In Reden und auf Bannern und Schildern wurden Themen wie die steigenden Lebenshaltungskosten der letzten Jahre, die immer höhere Arbeitsbelastung durch hohe Fluktuation oder Unterbesetzung und die immer noch gravierenden Unterschiede in Arbeitszeit und Entgelt zwischen Ost und West adressiert. „Die Lohnmauer muss fallen“, hieß es in Redebeiträgen verschiedener Beschäftigter. In den Tarifverhandlungen werden unter anderem mindestens 7 % mehr Entgelt oder mindestens 300 Euro sowie 200 Euro mehr für Auszubildende und eine unbefristete Übernahme nach der Ausbildung gefordert.

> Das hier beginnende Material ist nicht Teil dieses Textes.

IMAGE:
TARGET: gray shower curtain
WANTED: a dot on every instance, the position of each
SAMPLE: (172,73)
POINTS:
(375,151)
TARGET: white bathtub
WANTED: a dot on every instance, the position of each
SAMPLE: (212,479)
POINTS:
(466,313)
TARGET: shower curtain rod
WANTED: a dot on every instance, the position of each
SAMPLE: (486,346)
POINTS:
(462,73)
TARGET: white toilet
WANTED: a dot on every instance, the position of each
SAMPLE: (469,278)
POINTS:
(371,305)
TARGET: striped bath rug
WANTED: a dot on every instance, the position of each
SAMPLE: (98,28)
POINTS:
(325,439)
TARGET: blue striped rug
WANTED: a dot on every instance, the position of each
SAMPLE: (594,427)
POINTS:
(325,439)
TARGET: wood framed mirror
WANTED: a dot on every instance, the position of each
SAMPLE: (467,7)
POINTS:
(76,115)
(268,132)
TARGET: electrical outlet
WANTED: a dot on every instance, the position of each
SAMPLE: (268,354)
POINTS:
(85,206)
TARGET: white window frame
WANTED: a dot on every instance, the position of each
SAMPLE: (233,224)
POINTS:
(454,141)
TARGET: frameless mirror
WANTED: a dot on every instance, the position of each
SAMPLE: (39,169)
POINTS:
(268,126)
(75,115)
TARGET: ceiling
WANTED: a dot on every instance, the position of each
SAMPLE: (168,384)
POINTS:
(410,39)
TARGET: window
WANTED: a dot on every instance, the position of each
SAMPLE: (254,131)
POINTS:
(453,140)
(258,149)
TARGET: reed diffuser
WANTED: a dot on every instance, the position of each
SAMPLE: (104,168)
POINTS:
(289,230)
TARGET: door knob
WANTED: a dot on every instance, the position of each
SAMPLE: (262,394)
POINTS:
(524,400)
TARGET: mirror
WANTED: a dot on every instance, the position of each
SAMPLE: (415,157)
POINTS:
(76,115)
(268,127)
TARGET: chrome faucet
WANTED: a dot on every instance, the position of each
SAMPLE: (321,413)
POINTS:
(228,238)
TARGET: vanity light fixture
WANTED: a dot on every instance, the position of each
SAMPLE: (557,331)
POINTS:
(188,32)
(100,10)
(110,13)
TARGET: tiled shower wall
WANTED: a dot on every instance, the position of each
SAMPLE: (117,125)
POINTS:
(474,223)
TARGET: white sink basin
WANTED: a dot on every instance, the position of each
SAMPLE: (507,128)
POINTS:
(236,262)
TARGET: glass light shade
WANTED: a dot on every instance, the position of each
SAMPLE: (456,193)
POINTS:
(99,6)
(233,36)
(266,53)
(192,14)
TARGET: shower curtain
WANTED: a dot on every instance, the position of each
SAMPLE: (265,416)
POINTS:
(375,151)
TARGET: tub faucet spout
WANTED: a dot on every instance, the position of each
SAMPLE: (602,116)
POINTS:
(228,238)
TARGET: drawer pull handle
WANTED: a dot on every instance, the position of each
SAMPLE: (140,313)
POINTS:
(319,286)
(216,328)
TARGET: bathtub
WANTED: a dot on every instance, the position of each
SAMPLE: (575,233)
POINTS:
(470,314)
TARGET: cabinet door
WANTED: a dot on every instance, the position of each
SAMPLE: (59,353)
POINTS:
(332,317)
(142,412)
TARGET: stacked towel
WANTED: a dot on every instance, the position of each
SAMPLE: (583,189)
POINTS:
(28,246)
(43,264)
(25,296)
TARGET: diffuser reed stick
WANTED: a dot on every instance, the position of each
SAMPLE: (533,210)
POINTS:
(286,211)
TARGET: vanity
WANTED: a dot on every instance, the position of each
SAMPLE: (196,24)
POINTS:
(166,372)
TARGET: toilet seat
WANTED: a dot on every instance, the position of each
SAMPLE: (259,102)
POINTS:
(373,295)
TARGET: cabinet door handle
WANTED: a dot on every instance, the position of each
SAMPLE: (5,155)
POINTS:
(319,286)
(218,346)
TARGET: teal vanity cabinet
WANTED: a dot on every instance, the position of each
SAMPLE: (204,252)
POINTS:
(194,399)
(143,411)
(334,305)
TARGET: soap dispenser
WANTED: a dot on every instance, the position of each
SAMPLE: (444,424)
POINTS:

Außerdem soll ein Tarifvertrag für Studierende etabliert werden: der TV-Stud. Dieser sieht eine höhere Bezahlung und eine längere Mindestlaufzeit von Arbeitsverträgen für studentisch Beschäftigte vor. So sollen jahrelange Kettenbefristungen und die damit verbundene finanzielle Existenzangst verhindert werden.
Nach dem Streiktag ist vor dem Streiktag

Die FAU Jena solidarisiert sich mit allen Beschäftigten, die heute für eine bessere Zukunft auf die Straße gegangen sind. Der Arbeitskampf geht weiter. Wir Arbeiter:innen müssen uns regional und in Brancheninitiativen zusammenschließen, dauerhafte stabile Gruppen aufbauen und unsere Interessen immer wieder aktiv einfordern und erkämpfen.